# Blackened grouper sandwiches



## Dubie (Mar 12, 2008)

I have some grouper that I want to blacken- do any of you have some recipes that you could share? If you have ever been to peg leg petes- they have a blackened grouper sandwich that rocks!!! I want to cook something close to theirs. Thanks!!!


----------



## TheRoguePirate (Nov 3, 2011)

tony satcheries cajun blackening seasoning....you cant go wrong! Sear on grill, then cook on medium heat on the grill, fliping often, then add the seasoning the last 5 min of cook time.


----------



## cheshirekev (Nov 3, 2010)

The real way to blacken is to get a dry cast iron pan very hot. Season your portions by setting them directly on a layer of your favorite creole seasoning and set them in the dry hot pan for several seconds then drop in a few cold chunks of butter. Have a preheated oven ready at 400 or so and after you cough your lungs out from the spicey air for about 20-30 seconds transfer the cast iron to the oven until your fish is done, maybe 5 minutes for a half inch cuts.

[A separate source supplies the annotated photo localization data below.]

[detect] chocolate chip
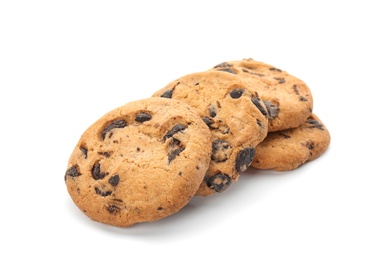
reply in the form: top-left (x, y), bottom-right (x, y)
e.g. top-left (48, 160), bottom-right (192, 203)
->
top-left (170, 137), bottom-right (181, 147)
top-left (306, 119), bottom-right (324, 130)
top-left (274, 77), bottom-right (286, 84)
top-left (135, 112), bottom-right (152, 123)
top-left (108, 175), bottom-right (120, 186)
top-left (98, 151), bottom-right (111, 158)
top-left (202, 117), bottom-right (215, 128)
top-left (299, 96), bottom-right (308, 102)
top-left (212, 140), bottom-right (232, 162)
top-left (164, 124), bottom-right (186, 141)
top-left (252, 97), bottom-right (268, 116)
top-left (95, 187), bottom-right (112, 197)
top-left (161, 89), bottom-right (173, 98)
top-left (263, 100), bottom-right (279, 119)
top-left (102, 119), bottom-right (127, 140)
top-left (106, 205), bottom-right (120, 214)
top-left (157, 207), bottom-right (163, 210)
top-left (168, 148), bottom-right (185, 163)
top-left (92, 162), bottom-right (107, 180)
top-left (217, 68), bottom-right (236, 74)
top-left (209, 105), bottom-right (217, 118)
top-left (269, 67), bottom-right (282, 72)
top-left (235, 147), bottom-right (256, 172)
top-left (65, 165), bottom-right (81, 179)
top-left (206, 173), bottom-right (231, 193)
top-left (230, 89), bottom-right (244, 99)
top-left (80, 147), bottom-right (88, 159)
top-left (292, 85), bottom-right (300, 95)
top-left (213, 62), bottom-right (232, 68)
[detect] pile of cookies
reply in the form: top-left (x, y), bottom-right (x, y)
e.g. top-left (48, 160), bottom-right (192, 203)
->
top-left (64, 58), bottom-right (331, 227)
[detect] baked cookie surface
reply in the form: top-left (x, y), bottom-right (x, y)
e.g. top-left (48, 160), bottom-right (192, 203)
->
top-left (251, 114), bottom-right (330, 171)
top-left (64, 97), bottom-right (212, 227)
top-left (209, 58), bottom-right (313, 132)
top-left (153, 71), bottom-right (269, 196)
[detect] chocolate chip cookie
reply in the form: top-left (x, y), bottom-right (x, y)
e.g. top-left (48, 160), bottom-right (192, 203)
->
top-left (209, 58), bottom-right (313, 132)
top-left (153, 71), bottom-right (269, 196)
top-left (251, 114), bottom-right (330, 171)
top-left (64, 97), bottom-right (212, 227)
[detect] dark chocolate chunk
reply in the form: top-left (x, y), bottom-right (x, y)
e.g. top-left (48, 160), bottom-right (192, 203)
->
top-left (168, 148), bottom-right (185, 163)
top-left (80, 147), bottom-right (88, 159)
top-left (98, 151), bottom-right (111, 158)
top-left (212, 140), bottom-right (232, 162)
top-left (263, 100), bottom-right (279, 119)
top-left (169, 137), bottom-right (181, 147)
top-left (135, 112), bottom-right (152, 123)
top-left (206, 173), bottom-right (231, 193)
top-left (106, 205), bottom-right (120, 214)
top-left (292, 85), bottom-right (300, 95)
top-left (161, 89), bottom-right (173, 98)
top-left (217, 68), bottom-right (236, 74)
top-left (65, 165), bottom-right (81, 179)
top-left (108, 175), bottom-right (120, 186)
top-left (95, 187), bottom-right (112, 197)
top-left (252, 97), bottom-right (268, 116)
top-left (202, 117), bottom-right (215, 127)
top-left (269, 67), bottom-right (282, 72)
top-left (92, 162), bottom-right (107, 180)
top-left (306, 119), bottom-right (324, 130)
top-left (235, 147), bottom-right (256, 172)
top-left (213, 62), bottom-right (232, 68)
top-left (209, 105), bottom-right (217, 118)
top-left (164, 124), bottom-right (186, 141)
top-left (230, 89), bottom-right (244, 99)
top-left (274, 77), bottom-right (286, 84)
top-left (102, 119), bottom-right (127, 140)
top-left (299, 96), bottom-right (308, 102)
top-left (157, 207), bottom-right (163, 211)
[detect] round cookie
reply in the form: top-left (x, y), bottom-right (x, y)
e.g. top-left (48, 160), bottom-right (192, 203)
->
top-left (64, 97), bottom-right (212, 227)
top-left (251, 114), bottom-right (330, 171)
top-left (153, 71), bottom-right (269, 196)
top-left (209, 58), bottom-right (313, 132)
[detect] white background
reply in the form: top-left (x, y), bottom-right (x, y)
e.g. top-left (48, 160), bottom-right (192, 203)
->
top-left (1, 1), bottom-right (389, 259)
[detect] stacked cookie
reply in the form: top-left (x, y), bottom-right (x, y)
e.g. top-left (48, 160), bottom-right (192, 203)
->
top-left (64, 58), bottom-right (330, 227)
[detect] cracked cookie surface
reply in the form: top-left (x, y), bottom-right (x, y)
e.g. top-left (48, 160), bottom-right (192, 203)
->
top-left (209, 58), bottom-right (313, 132)
top-left (65, 97), bottom-right (212, 227)
top-left (153, 71), bottom-right (268, 196)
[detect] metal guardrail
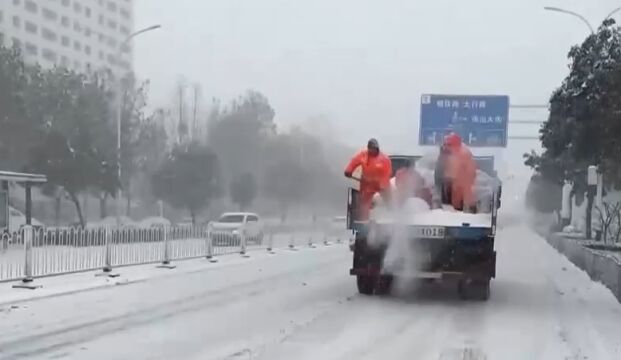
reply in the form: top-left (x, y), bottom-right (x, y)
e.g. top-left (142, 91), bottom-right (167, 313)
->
top-left (0, 224), bottom-right (352, 283)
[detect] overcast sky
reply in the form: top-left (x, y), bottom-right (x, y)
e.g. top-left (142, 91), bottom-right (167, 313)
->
top-left (134, 0), bottom-right (618, 164)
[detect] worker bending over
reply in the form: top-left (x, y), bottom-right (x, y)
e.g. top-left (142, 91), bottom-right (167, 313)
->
top-left (435, 133), bottom-right (477, 212)
top-left (344, 138), bottom-right (392, 220)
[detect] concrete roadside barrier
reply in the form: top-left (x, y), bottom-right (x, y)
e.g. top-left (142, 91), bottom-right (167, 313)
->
top-left (546, 232), bottom-right (621, 302)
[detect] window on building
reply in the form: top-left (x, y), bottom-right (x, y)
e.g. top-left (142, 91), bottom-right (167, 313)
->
top-left (73, 21), bottom-right (81, 32)
top-left (25, 42), bottom-right (37, 56)
top-left (119, 60), bottom-right (131, 70)
top-left (12, 38), bottom-right (22, 50)
top-left (42, 28), bottom-right (57, 42)
top-left (98, 33), bottom-right (105, 42)
top-left (120, 43), bottom-right (131, 53)
top-left (61, 0), bottom-right (70, 6)
top-left (107, 37), bottom-right (117, 48)
top-left (42, 48), bottom-right (57, 62)
top-left (73, 41), bottom-right (81, 51)
top-left (25, 21), bottom-right (38, 34)
top-left (73, 2), bottom-right (82, 13)
top-left (107, 1), bottom-right (117, 12)
top-left (85, 7), bottom-right (91, 17)
top-left (84, 27), bottom-right (91, 37)
top-left (61, 16), bottom-right (69, 27)
top-left (24, 0), bottom-right (38, 14)
top-left (13, 0), bottom-right (20, 6)
top-left (120, 8), bottom-right (130, 19)
top-left (42, 8), bottom-right (58, 21)
top-left (85, 45), bottom-right (91, 55)
top-left (107, 19), bottom-right (117, 30)
top-left (12, 16), bottom-right (21, 28)
top-left (61, 36), bottom-right (70, 47)
top-left (120, 25), bottom-right (130, 36)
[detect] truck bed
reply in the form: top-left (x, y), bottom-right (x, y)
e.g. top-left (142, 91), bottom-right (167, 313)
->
top-left (372, 207), bottom-right (492, 227)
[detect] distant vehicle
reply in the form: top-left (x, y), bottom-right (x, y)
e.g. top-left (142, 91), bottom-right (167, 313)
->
top-left (138, 216), bottom-right (171, 228)
top-left (176, 218), bottom-right (194, 226)
top-left (209, 212), bottom-right (264, 246)
top-left (7, 207), bottom-right (44, 233)
top-left (86, 216), bottom-right (137, 229)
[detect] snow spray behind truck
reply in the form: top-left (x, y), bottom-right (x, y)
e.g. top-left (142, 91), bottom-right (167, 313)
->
top-left (347, 154), bottom-right (500, 300)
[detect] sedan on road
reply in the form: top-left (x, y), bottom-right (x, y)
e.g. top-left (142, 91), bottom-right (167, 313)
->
top-left (209, 212), bottom-right (264, 247)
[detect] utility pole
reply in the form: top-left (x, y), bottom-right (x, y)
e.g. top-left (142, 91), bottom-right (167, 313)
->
top-left (178, 84), bottom-right (185, 144)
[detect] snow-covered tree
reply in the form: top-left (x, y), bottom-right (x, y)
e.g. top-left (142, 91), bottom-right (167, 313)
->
top-left (526, 19), bottom-right (621, 188)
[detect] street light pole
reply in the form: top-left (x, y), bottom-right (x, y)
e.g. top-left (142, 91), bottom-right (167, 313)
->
top-left (544, 6), bottom-right (595, 34)
top-left (605, 7), bottom-right (621, 21)
top-left (116, 24), bottom-right (161, 228)
top-left (544, 6), bottom-right (621, 34)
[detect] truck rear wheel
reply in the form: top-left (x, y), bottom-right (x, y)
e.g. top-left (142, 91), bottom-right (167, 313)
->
top-left (458, 279), bottom-right (490, 301)
top-left (357, 275), bottom-right (375, 295)
top-left (470, 280), bottom-right (490, 301)
top-left (375, 275), bottom-right (393, 295)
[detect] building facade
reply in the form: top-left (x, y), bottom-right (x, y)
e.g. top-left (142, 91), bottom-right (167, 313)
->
top-left (0, 0), bottom-right (134, 74)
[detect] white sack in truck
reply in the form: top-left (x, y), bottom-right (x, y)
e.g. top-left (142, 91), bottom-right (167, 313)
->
top-left (371, 153), bottom-right (499, 214)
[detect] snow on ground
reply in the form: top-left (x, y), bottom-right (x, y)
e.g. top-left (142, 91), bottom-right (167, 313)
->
top-left (0, 221), bottom-right (621, 359)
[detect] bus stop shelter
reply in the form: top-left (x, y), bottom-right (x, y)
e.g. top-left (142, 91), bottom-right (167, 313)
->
top-left (0, 171), bottom-right (48, 230)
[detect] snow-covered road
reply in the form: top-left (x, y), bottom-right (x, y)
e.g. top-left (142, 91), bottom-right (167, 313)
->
top-left (1, 221), bottom-right (621, 360)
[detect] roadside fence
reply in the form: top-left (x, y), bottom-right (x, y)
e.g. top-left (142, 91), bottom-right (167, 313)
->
top-left (0, 223), bottom-right (352, 284)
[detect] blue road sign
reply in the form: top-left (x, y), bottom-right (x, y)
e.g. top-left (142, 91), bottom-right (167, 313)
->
top-left (419, 94), bottom-right (509, 147)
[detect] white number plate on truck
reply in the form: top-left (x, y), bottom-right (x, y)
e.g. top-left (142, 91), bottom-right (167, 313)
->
top-left (415, 226), bottom-right (445, 239)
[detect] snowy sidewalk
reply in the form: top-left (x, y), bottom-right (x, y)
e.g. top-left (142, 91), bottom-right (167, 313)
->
top-left (0, 244), bottom-right (338, 307)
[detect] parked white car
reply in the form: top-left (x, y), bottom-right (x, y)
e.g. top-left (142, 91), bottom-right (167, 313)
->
top-left (138, 216), bottom-right (171, 228)
top-left (86, 216), bottom-right (137, 229)
top-left (209, 212), bottom-right (264, 246)
top-left (7, 207), bottom-right (44, 233)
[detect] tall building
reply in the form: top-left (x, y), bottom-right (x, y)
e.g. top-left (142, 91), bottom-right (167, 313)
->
top-left (0, 0), bottom-right (134, 75)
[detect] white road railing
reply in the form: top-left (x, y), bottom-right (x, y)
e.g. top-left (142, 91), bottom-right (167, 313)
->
top-left (0, 224), bottom-right (351, 283)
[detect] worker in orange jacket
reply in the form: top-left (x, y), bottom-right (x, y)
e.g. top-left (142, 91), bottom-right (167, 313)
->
top-left (435, 133), bottom-right (477, 211)
top-left (344, 138), bottom-right (392, 220)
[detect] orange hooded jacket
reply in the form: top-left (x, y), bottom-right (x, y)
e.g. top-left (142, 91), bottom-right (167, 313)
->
top-left (442, 134), bottom-right (477, 210)
top-left (344, 149), bottom-right (392, 219)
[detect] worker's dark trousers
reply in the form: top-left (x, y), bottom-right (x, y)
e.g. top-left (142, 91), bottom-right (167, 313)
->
top-left (440, 181), bottom-right (463, 211)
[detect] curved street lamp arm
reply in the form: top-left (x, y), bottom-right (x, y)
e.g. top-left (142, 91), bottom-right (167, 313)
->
top-left (605, 7), bottom-right (621, 21)
top-left (544, 6), bottom-right (595, 34)
top-left (123, 25), bottom-right (163, 45)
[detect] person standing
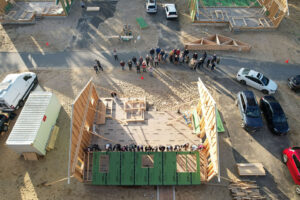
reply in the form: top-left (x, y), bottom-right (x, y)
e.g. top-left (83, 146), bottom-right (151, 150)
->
top-left (132, 56), bottom-right (137, 65)
top-left (127, 60), bottom-right (132, 70)
top-left (154, 56), bottom-right (159, 67)
top-left (211, 61), bottom-right (216, 71)
top-left (120, 60), bottom-right (125, 70)
top-left (185, 55), bottom-right (190, 64)
top-left (149, 56), bottom-right (154, 67)
top-left (148, 66), bottom-right (153, 77)
top-left (142, 61), bottom-right (147, 72)
top-left (211, 54), bottom-right (217, 63)
top-left (206, 59), bottom-right (211, 68)
top-left (183, 49), bottom-right (189, 58)
top-left (113, 49), bottom-right (118, 61)
top-left (156, 47), bottom-right (161, 56)
top-left (145, 55), bottom-right (150, 66)
top-left (139, 56), bottom-right (143, 65)
top-left (95, 59), bottom-right (103, 71)
top-left (150, 48), bottom-right (155, 58)
top-left (160, 49), bottom-right (165, 62)
top-left (80, 1), bottom-right (85, 8)
top-left (202, 51), bottom-right (207, 62)
top-left (198, 58), bottom-right (204, 69)
top-left (93, 65), bottom-right (99, 74)
top-left (136, 61), bottom-right (141, 73)
top-left (193, 52), bottom-right (198, 60)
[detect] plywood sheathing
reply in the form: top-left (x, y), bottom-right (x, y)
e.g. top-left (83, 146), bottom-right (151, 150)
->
top-left (69, 79), bottom-right (99, 182)
top-left (184, 34), bottom-right (251, 52)
top-left (257, 0), bottom-right (288, 28)
top-left (197, 77), bottom-right (219, 182)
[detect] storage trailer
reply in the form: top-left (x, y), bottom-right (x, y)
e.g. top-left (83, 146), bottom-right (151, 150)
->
top-left (6, 91), bottom-right (61, 156)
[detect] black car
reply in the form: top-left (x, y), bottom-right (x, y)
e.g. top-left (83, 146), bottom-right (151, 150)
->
top-left (260, 96), bottom-right (289, 135)
top-left (237, 91), bottom-right (263, 132)
top-left (288, 75), bottom-right (300, 91)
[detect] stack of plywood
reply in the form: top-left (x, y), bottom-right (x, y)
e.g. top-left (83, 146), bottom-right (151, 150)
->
top-left (229, 180), bottom-right (266, 200)
top-left (237, 163), bottom-right (266, 176)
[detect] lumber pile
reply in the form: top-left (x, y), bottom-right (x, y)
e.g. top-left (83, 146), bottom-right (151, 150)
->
top-left (124, 98), bottom-right (146, 122)
top-left (229, 180), bottom-right (266, 200)
top-left (237, 163), bottom-right (266, 176)
top-left (184, 34), bottom-right (251, 52)
top-left (46, 125), bottom-right (60, 151)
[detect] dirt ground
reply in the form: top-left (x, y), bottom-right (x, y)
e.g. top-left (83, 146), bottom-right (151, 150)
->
top-left (0, 0), bottom-right (299, 64)
top-left (0, 0), bottom-right (300, 200)
top-left (0, 66), bottom-right (234, 200)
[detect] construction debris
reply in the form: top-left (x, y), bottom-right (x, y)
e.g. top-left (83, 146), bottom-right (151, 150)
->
top-left (184, 34), bottom-right (251, 52)
top-left (229, 180), bottom-right (266, 200)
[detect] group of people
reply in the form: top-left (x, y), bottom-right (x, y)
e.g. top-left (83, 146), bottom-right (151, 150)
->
top-left (93, 47), bottom-right (220, 75)
top-left (85, 143), bottom-right (204, 153)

So good this way!!! So smokey too!


----------



## SouthAlabamaSlayer (Oct 13, 2011)

Put coleslaw on the sandwich for a real treat. The warmth of the fish and the coolness of the coleslaw is delicious.


----------



## Lyin Too (Aug 31, 2009)

Try the slaw with clausen pickles, cabbage, mayo and a liberal amount of Tony's seasoning. M M good


----------